On the picket line
Apart from the pre-flight safety routine, the one predictable bet in aviation is labour difficulties at airlines. At British Airways, the challenge is particularly acute because of the heavily-unionised workforce and an urgent corporate drive to reduce employee costs.
Apart from the pre-flight safety routine, the one predictable bet in aviation is labour difficulties at airlines. At British Airways, the challenge is particularly acute because of the heavily-unionised workforce and an urgent corporate drive to reduce employee costs.
Moreover, BA operates in a sector that is peculiarly vulnerable to industrial action: the profit lost in every flight cancelled can never be regained.
Yet the recent vote by cabin crew in favour of taking strike action is in a different class from the unofficial disruptions that can turn Heathrow into a summer nightmare.
Finding a way through will be a critical test of the management's ability to introduce the changes the company desperately needs.
The vote points to an industrial relations malaise at BA in two ways. In order to reach this point, the normal run of processes for settling staff issues must have failed, either because of heavy-handed management or longstanding local union intransigence or both.
Certainly, the scale of support for action was overwhelming. Turnout in the postal ballot was 80 per cent, and the majority of those in favour of strike action was 96.1 per cent. Such disaffection among staff who represent the public face of the airline for passengers is a warning shot to management.
Of all the grievances cited by cabin crew, the one where there seems most scope for a sensible agreement is the arrangement for sickness absences. A new policy, introduced for cabin staff from October 2005 and accompanied by a one-off payment of £1000, has been enforced so strictly that some staff have said they are afraid to call in sick even when they are ill. On the other hand, BA rightly argues that attendance levels were unacceptably low.
BA cannot, therefore, be reasonably asked to unpick the deal. To do so would threaten any working practice reforms already implemented. It would also undermine talks underway about changing working practices of ground staff when BA moves into Terminal 5 at Heathrow in 2008. The company is wise to hold out the promise to review how the sick leave policy has been interpreted. A draconian approach may bring higher savings in the short term, but will cost more in damaged morale and greater staff turnover.

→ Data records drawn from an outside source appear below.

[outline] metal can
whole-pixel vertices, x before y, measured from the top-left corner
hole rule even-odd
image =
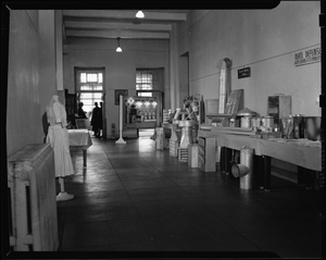
[[[250,119],[251,119],[251,116],[242,116],[241,117],[241,122],[240,122],[241,127],[243,127],[243,128],[250,128],[251,127],[250,126]]]
[[[274,128],[274,117],[272,115],[264,116],[263,126]]]
[[[294,114],[293,115],[293,138],[304,138],[304,115]]]

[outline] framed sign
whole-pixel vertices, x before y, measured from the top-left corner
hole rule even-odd
[[[124,97],[127,97],[128,96],[128,89],[114,89],[115,106],[118,106],[118,103],[120,103],[120,95],[123,95]]]
[[[250,66],[238,70],[238,78],[250,77]]]

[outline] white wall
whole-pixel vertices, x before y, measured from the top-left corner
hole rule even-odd
[[[7,152],[42,140],[38,12],[10,11]]]
[[[292,97],[292,113],[318,115],[321,63],[294,66],[294,53],[321,46],[319,1],[281,1],[273,10],[200,10],[178,27],[178,54],[189,51],[190,91],[218,98],[217,62],[233,61],[231,89],[264,115],[267,97]],[[237,70],[251,67],[251,77]]]

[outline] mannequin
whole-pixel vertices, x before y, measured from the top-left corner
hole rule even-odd
[[[47,143],[51,144],[54,151],[55,177],[59,178],[60,193],[57,195],[57,201],[70,200],[74,195],[64,190],[64,177],[74,174],[72,157],[70,153],[70,140],[67,134],[66,111],[59,101],[59,96],[53,95],[48,107],[47,117],[50,124]]]

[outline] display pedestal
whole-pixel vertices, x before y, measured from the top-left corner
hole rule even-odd
[[[122,137],[122,128],[123,128],[123,95],[120,95],[120,114],[118,114],[118,120],[120,120],[120,138],[115,141],[115,144],[121,144],[125,145],[126,141]]]

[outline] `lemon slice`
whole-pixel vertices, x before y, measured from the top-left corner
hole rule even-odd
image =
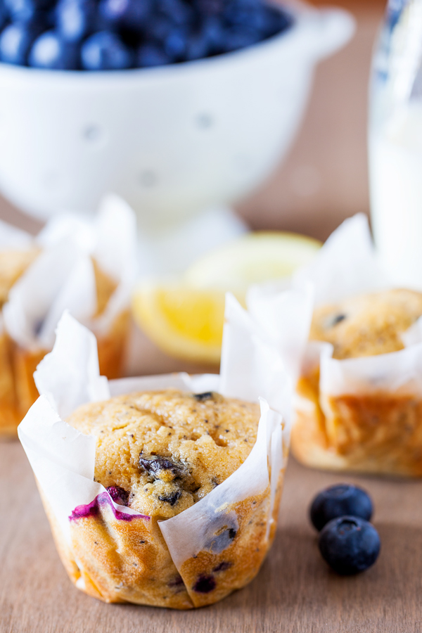
[[[243,302],[250,284],[290,276],[320,246],[294,234],[248,234],[205,255],[176,281],[141,283],[133,295],[134,316],[170,356],[217,364],[225,292]]]
[[[194,288],[245,292],[252,283],[289,277],[308,263],[321,242],[294,233],[250,233],[205,255],[184,276]]]
[[[140,284],[132,308],[139,325],[163,352],[176,358],[219,362],[224,293],[178,283]]]

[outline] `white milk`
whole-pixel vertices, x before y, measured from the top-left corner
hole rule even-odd
[[[422,102],[369,136],[376,245],[395,282],[422,290]]]

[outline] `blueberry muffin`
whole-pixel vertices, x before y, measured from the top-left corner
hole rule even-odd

The other elements in the dispute, from pensions reforms to pay grades, would also probably have benefited from more adroit handling, but only up to a point. The underlying need to plug the company's pensions deficit and to cut costs further is indisputable. The longer it takes to resolve them, the worse BA's position becomes.
Willie Walsh, who became BA chief executive in September 2005, arrived with a reputation from his time at Aer Lingus for being able to execute tough cost-cutting plans. At BA, he must combine the right to manage with the ability to convince all employees of the need for reform. Otherwise, the airline is entering turbulent times.